Akshay Kumar has been giving the audience back-to-back releases for quite some time now. It won’t be an exaggeration to say that he has appeared in the most number of films as a lead ever since the theaters opened up after the pandemic. Less than a month after Rakshabandhan, Akshay Kumar is back with Cuttputlli. The crime thriller is a remake of the south film Ratsasan, and has the superstar step into the shoes of Vishnu Vishal. But does this remake manage to hold its own ground?
The answer is both yes and no. The film, which has been directed by Bell Bottoms director Ranjit M Tewari, is not an exact scene-to-scene copy of the original. However, not much has been changed from the original, and except for a few dialogues, and some changes in the climax, it more or less remains almost exact to what Ratsasan was. Needless to say, if someone has seen the original, they would know what is going to happen, and the mystery that is much required for one to remain hooked to thrillers would be lost. Will the performance make up for that? Not really!
But, for those who might not have seen Ratsasan, this would be quite hooking. The film is about a series of murders taking place in Himachal’s Kasauli. While Akshay Kumar’s character, insists that there is a serial killer on the loose (having researched in the area for 7 years to make a film), people dismiss him at first, but has to believe him when what he points out turns out to be true. Will Akshay Kumar defeat the killer in the mind game, or would they be defeated in the process is what the film is about.

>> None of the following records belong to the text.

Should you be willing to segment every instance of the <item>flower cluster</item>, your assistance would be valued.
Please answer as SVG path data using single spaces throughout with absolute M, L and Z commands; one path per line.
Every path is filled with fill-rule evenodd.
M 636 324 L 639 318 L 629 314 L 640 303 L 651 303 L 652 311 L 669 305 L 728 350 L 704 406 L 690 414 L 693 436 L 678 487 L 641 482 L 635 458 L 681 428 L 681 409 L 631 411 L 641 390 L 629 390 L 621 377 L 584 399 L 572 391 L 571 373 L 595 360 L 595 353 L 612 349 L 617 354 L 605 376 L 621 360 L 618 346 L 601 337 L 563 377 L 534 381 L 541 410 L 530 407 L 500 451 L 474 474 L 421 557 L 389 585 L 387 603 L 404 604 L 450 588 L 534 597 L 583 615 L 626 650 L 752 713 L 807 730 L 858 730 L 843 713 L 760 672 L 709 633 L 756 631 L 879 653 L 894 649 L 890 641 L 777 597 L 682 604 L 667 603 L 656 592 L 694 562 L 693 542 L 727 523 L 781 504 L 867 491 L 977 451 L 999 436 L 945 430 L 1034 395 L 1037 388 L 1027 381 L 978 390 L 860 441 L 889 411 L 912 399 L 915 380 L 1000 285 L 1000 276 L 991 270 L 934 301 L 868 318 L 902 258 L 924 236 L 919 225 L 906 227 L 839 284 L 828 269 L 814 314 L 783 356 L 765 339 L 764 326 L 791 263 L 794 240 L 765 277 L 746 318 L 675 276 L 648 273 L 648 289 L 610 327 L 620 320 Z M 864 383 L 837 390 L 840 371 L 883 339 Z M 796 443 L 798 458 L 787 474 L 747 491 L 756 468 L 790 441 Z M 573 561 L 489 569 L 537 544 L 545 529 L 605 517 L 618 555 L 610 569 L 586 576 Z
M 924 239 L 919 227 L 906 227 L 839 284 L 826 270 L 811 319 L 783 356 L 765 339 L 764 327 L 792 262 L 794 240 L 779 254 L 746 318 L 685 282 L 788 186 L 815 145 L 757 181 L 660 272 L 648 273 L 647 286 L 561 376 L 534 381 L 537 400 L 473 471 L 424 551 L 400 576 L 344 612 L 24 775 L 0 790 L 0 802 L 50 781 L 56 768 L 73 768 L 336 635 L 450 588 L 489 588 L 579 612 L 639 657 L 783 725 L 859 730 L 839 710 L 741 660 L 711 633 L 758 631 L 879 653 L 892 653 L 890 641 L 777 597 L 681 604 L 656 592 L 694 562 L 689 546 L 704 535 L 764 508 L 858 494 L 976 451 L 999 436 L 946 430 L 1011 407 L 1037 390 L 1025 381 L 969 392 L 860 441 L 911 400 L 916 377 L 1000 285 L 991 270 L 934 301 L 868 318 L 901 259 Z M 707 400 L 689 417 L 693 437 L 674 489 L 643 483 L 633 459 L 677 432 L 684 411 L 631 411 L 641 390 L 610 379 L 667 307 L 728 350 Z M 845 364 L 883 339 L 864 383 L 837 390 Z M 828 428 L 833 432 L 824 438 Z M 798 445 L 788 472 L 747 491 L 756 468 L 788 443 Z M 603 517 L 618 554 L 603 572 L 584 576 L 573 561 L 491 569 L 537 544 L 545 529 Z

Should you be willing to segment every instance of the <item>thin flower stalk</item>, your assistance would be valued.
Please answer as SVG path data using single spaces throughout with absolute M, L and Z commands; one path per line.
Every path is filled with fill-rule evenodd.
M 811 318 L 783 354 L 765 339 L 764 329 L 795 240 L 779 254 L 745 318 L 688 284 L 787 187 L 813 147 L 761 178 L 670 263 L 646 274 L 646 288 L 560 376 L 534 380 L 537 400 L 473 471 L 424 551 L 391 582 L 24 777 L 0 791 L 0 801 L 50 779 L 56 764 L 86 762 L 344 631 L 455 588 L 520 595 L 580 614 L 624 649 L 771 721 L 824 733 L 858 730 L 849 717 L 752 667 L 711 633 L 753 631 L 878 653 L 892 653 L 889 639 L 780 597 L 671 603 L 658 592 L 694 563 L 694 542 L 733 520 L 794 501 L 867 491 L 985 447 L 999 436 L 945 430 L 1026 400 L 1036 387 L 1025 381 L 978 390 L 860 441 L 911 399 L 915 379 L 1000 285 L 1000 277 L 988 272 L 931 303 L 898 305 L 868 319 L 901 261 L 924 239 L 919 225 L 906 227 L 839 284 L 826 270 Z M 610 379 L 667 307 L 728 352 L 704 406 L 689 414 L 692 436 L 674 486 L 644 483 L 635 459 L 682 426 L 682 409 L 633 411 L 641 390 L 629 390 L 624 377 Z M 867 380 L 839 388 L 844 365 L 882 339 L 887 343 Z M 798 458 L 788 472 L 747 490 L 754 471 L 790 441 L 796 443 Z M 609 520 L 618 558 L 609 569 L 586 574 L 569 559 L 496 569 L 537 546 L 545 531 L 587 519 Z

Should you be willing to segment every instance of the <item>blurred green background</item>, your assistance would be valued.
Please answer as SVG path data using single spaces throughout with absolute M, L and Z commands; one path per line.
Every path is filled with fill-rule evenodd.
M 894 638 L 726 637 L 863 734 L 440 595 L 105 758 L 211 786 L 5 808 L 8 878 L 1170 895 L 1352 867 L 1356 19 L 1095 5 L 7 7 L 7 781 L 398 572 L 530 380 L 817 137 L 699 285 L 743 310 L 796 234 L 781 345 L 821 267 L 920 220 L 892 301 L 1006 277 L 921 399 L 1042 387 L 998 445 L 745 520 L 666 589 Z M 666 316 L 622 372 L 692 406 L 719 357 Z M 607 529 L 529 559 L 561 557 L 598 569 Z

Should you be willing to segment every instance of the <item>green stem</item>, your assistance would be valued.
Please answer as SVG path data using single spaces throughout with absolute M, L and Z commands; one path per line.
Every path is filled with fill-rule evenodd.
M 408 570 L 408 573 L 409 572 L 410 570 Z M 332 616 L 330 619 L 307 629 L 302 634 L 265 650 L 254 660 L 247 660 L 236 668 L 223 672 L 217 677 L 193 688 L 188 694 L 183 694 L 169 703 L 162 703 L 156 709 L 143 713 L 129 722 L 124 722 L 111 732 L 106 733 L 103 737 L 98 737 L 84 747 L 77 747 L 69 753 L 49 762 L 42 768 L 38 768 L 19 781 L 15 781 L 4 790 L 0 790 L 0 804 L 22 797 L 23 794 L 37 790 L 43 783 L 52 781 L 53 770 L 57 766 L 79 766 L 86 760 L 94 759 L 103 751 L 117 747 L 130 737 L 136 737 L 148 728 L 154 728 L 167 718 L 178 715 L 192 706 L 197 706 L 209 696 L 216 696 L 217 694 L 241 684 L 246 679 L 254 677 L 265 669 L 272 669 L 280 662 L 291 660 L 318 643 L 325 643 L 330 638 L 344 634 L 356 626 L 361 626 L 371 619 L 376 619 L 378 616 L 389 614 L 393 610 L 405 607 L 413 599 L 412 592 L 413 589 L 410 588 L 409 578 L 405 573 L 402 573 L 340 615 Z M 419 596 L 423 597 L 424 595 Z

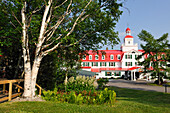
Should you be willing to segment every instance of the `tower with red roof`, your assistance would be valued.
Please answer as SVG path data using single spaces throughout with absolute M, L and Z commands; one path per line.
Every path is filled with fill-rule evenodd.
M 124 44 L 121 46 L 122 51 L 138 50 L 138 45 L 133 43 L 133 36 L 131 36 L 130 28 L 126 29 L 126 36 Z

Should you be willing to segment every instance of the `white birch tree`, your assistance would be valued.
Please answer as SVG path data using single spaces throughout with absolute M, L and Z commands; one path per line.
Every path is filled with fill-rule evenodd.
M 91 49 L 97 48 L 99 42 L 106 44 L 109 41 L 113 45 L 119 41 L 114 27 L 122 12 L 119 10 L 121 4 L 116 1 L 9 0 L 8 3 L 21 12 L 21 16 L 17 17 L 15 11 L 10 11 L 22 27 L 25 72 L 23 97 L 35 96 L 42 58 L 50 52 L 76 44 L 82 49 Z M 17 26 L 14 23 L 12 25 Z M 30 55 L 31 42 L 34 43 L 34 58 Z

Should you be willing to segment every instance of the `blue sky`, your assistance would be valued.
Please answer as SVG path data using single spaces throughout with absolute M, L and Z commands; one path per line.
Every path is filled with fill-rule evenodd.
M 125 8 L 120 9 L 123 14 L 115 29 L 119 32 L 121 43 L 114 46 L 113 49 L 120 49 L 127 27 L 131 29 L 134 43 L 138 43 L 139 49 L 143 42 L 137 35 L 142 29 L 150 32 L 155 38 L 168 33 L 170 40 L 170 0 L 125 0 L 123 6 Z M 106 49 L 106 47 L 104 46 L 102 49 Z M 110 46 L 108 48 L 111 49 Z

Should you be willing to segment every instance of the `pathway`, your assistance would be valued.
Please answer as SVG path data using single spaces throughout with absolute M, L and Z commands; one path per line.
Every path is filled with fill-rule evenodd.
M 151 85 L 147 85 L 147 83 L 150 83 L 150 82 L 141 81 L 141 80 L 128 81 L 128 80 L 113 79 L 113 80 L 109 80 L 109 83 L 107 85 L 120 87 L 120 88 L 136 89 L 136 90 L 165 92 L 165 87 L 151 86 Z M 167 90 L 168 90 L 167 92 L 170 93 L 170 87 L 168 87 Z

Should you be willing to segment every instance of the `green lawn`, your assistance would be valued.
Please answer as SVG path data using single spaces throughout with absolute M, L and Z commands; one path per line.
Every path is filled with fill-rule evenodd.
M 0 113 L 170 113 L 170 94 L 111 87 L 117 93 L 114 106 L 56 102 L 7 102 Z

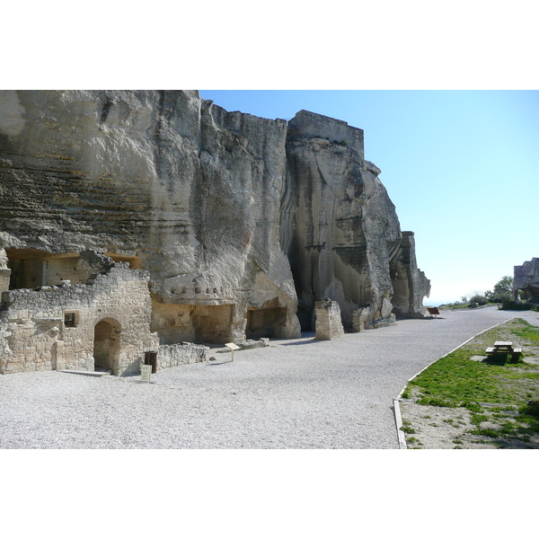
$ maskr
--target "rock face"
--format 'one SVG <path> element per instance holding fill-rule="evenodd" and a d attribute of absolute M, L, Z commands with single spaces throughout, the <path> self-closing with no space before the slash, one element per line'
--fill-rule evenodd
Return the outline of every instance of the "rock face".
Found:
<path fill-rule="evenodd" d="M 311 329 L 323 297 L 339 303 L 346 327 L 367 305 L 373 319 L 392 306 L 421 315 L 428 281 L 379 172 L 364 160 L 361 129 L 305 110 L 286 122 L 197 92 L 1 91 L 0 285 L 12 296 L 0 335 L 13 344 L 9 321 L 47 311 L 19 309 L 33 303 L 13 291 L 57 287 L 48 300 L 59 335 L 70 290 L 118 269 L 148 276 L 150 327 L 129 341 L 132 358 L 156 342 L 298 337 L 296 311 Z M 99 301 L 90 304 L 79 309 L 90 322 L 78 367 L 95 351 Z M 129 323 L 119 317 L 110 331 L 121 334 Z"/>
<path fill-rule="evenodd" d="M 517 292 L 524 292 L 524 299 L 532 304 L 539 304 L 539 258 L 533 258 L 522 264 L 515 266 L 515 277 L 513 278 L 514 296 L 517 299 Z"/>
<path fill-rule="evenodd" d="M 363 131 L 302 110 L 288 123 L 287 157 L 281 245 L 302 328 L 312 327 L 322 297 L 339 303 L 345 327 L 358 307 L 369 306 L 367 323 L 385 318 L 393 284 L 398 314 L 422 316 L 429 282 L 417 269 L 413 234 L 401 234 L 380 170 L 364 159 Z"/>

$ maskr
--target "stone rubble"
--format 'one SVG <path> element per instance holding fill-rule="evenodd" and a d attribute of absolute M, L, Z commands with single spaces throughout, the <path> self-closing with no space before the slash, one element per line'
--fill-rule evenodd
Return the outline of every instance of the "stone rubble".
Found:
<path fill-rule="evenodd" d="M 203 361 L 322 327 L 322 298 L 347 329 L 424 316 L 363 140 L 196 91 L 0 91 L 0 374 Z"/>

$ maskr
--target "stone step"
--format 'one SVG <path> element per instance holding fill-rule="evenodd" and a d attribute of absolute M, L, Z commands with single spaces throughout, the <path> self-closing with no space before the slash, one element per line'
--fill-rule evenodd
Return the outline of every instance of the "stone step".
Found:
<path fill-rule="evenodd" d="M 69 369 L 64 369 L 61 373 L 71 373 L 72 375 L 83 375 L 84 376 L 110 376 L 109 371 L 75 371 Z"/>

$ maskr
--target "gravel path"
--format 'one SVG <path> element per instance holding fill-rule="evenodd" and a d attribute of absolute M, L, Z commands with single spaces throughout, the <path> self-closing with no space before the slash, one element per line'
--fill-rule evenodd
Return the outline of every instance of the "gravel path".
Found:
<path fill-rule="evenodd" d="M 443 318 L 314 334 L 216 354 L 217 364 L 139 376 L 0 376 L 0 448 L 398 448 L 393 399 L 406 381 L 479 331 L 513 316 Z M 226 362 L 225 362 L 226 361 Z"/>

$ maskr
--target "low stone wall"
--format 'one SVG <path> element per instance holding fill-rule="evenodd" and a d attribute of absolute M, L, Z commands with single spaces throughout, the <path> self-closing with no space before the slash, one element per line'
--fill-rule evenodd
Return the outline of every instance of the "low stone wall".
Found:
<path fill-rule="evenodd" d="M 159 340 L 150 331 L 149 275 L 126 266 L 118 263 L 91 285 L 3 292 L 0 374 L 94 370 L 100 346 L 112 374 L 140 372 L 144 351 Z M 100 322 L 108 332 L 97 343 Z"/>
<path fill-rule="evenodd" d="M 315 339 L 331 340 L 344 335 L 340 307 L 336 301 L 323 299 L 317 301 L 316 308 L 316 334 Z"/>
<path fill-rule="evenodd" d="M 206 361 L 208 349 L 207 346 L 192 342 L 163 344 L 157 352 L 157 370 Z"/>

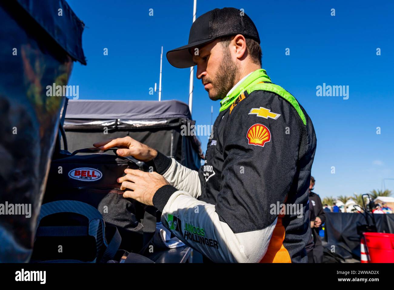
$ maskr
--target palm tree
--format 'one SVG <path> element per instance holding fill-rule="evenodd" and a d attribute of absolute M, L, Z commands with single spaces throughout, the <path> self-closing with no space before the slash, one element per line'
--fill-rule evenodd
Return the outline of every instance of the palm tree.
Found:
<path fill-rule="evenodd" d="M 340 195 L 338 196 L 338 200 L 339 200 L 339 201 L 342 202 L 344 203 L 344 212 L 347 212 L 346 211 L 347 207 L 346 206 L 346 203 L 349 201 L 349 200 L 350 200 L 351 198 L 349 196 L 346 196 L 344 195 Z"/>
<path fill-rule="evenodd" d="M 391 191 L 388 189 L 385 189 L 384 191 L 378 189 L 377 191 L 375 189 L 371 190 L 370 191 L 370 195 L 373 200 L 378 196 L 389 196 L 391 195 Z"/>
<path fill-rule="evenodd" d="M 332 206 L 335 202 L 336 199 L 332 196 L 326 196 L 323 199 L 322 203 L 323 205 L 327 204 L 329 206 Z"/>

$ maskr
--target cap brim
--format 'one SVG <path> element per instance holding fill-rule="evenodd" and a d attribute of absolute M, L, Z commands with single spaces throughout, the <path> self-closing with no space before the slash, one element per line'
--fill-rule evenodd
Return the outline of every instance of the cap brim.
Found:
<path fill-rule="evenodd" d="M 173 49 L 167 52 L 167 60 L 171 65 L 180 69 L 194 66 L 195 64 L 193 62 L 193 56 L 189 52 L 189 50 L 193 47 L 207 43 L 215 39 L 209 38 L 203 39 Z"/>

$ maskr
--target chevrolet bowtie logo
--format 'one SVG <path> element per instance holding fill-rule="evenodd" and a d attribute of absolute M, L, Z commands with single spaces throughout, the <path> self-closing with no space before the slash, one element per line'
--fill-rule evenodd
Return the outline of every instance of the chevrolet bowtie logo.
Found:
<path fill-rule="evenodd" d="M 253 108 L 249 112 L 249 115 L 256 114 L 258 117 L 262 117 L 263 118 L 268 119 L 268 118 L 274 119 L 275 120 L 279 118 L 280 114 L 273 113 L 269 109 L 267 109 L 264 107 L 260 107 L 259 108 Z"/>

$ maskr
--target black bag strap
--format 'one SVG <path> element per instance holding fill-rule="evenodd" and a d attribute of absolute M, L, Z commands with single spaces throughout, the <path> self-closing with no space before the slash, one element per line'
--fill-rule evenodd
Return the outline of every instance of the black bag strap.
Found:
<path fill-rule="evenodd" d="M 78 154 L 78 153 L 104 153 L 107 151 L 113 151 L 113 152 L 116 154 L 116 150 L 118 150 L 117 148 L 110 148 L 108 149 L 106 149 L 105 150 L 101 150 L 97 147 L 90 147 L 89 148 L 84 148 L 82 149 L 79 149 L 78 150 L 76 150 L 75 151 L 71 153 L 71 156 L 74 156 L 75 154 Z M 117 154 L 116 154 L 117 155 Z M 118 155 L 117 156 L 119 156 Z M 119 156 L 121 157 L 122 156 Z"/>
<path fill-rule="evenodd" d="M 62 212 L 78 213 L 87 217 L 90 223 L 96 219 L 102 219 L 102 215 L 97 209 L 89 204 L 76 200 L 57 200 L 44 204 L 41 206 L 37 226 L 43 218 L 48 215 Z"/>
<path fill-rule="evenodd" d="M 119 249 L 121 243 L 122 242 L 122 238 L 116 226 L 106 226 L 105 232 L 107 241 L 108 242 L 110 239 L 108 238 L 108 236 L 111 237 L 111 240 L 108 242 L 107 249 L 106 249 L 100 260 L 101 263 L 106 263 L 110 260 L 113 259 L 116 254 L 116 252 Z"/>
<path fill-rule="evenodd" d="M 78 150 L 76 150 L 75 151 L 71 153 L 70 156 L 72 156 L 76 154 L 77 154 L 78 153 L 105 153 L 107 151 L 112 151 L 115 153 L 116 157 L 118 158 L 120 158 L 121 159 L 123 159 L 128 162 L 138 162 L 138 160 L 136 159 L 136 161 L 134 161 L 133 160 L 129 159 L 126 157 L 124 157 L 123 156 L 121 156 L 120 155 L 118 155 L 116 154 L 116 150 L 119 149 L 119 148 L 110 148 L 108 149 L 106 149 L 105 150 L 101 150 L 99 149 L 97 147 L 90 147 L 90 148 L 84 148 L 82 149 L 79 149 Z"/>

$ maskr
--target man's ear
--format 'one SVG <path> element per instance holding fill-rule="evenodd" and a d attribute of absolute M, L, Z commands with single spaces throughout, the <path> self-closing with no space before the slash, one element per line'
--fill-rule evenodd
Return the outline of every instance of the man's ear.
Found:
<path fill-rule="evenodd" d="M 237 34 L 234 37 L 230 43 L 230 49 L 240 60 L 242 60 L 247 55 L 246 49 L 246 39 L 242 34 Z"/>

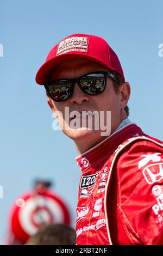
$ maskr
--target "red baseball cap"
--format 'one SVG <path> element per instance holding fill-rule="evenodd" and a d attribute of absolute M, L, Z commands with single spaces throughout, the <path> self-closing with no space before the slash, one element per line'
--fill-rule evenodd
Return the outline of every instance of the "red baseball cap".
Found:
<path fill-rule="evenodd" d="M 74 34 L 60 41 L 50 51 L 45 63 L 37 72 L 36 83 L 45 84 L 55 67 L 77 59 L 97 62 L 116 72 L 124 81 L 118 58 L 106 41 L 96 35 Z"/>

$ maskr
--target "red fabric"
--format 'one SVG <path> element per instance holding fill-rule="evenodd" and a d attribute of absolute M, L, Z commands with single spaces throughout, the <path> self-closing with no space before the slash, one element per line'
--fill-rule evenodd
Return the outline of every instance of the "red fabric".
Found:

While the film heads for a good buildup, and does keep the tempo, what’s a serious buzzkill, and totally unnecessary is the song put in the middle of a very serious chain of events! In theatres, this could have been a great loo break, but on OTT where people have the power to pause and play- it was totally unnecessary. In fact, the entire love angle between Akshay Kumar and Rakul Preet Singh seems unnecessary and fails to connect. It has, several times, hindered with the smooth pace of the film and made it feel jugged. Now in an OTT film, this loss of interest can even prove severe in cases.
Amongst the changes made in the script, it is so sad to see how the makers have put misogyny in its humour. It is also interesting to note that almost every Akshay Kumar film has misogyny is some degree or the other. There is a character of an old man, suffering from dementia, whose face lightens when he gets to know that his wife is dead, every single day! Just as unnecessary as Rakul trying to compensate by calling Akshay’s character misogynistic for trying to raise his hand on a child- no, that’s something else completely!
The direction by Tewari is good. He has control over the script for most parts. It is actually at the climax that the film stretches, and goes too long with the audience actually knowing what the outcome would be like. Some parts in the climax are well made too.
Akshay Kumar looks believable as SI Arjan Sethi, thanks to his fitness. The chase sequences do not feel out of place, and he puts up a good performance. However, it doesn’t have anything ‘hatke’ and Akshay plays his part like a cakewalk.
It is Sargun Mehta whose performance impresses, and one could only hope that she had more part to play in the film. Other stars, like Rakul Preet Singh, Chandrachur Singh and Hrishitaa Bhatt have been put in roles that are half baked, and not well written or drawn out. So while they give their best shots, their performances fail to create an impact. It is Rakul Preet’s character that disappoints the most and we could only hope that the makers would have worked a little more at least to this character.
It is also Joshua LeClaire as Christopher who stands out in the film. He might have a small part, but he delivers an impactful performance.
All in all, the film would manage to hook you, but only if you watch with a clear head, and if you have not watched the original. There are quite a few distractions too, but overall the film does manage to maintain its pace, and hold the audience’s attention.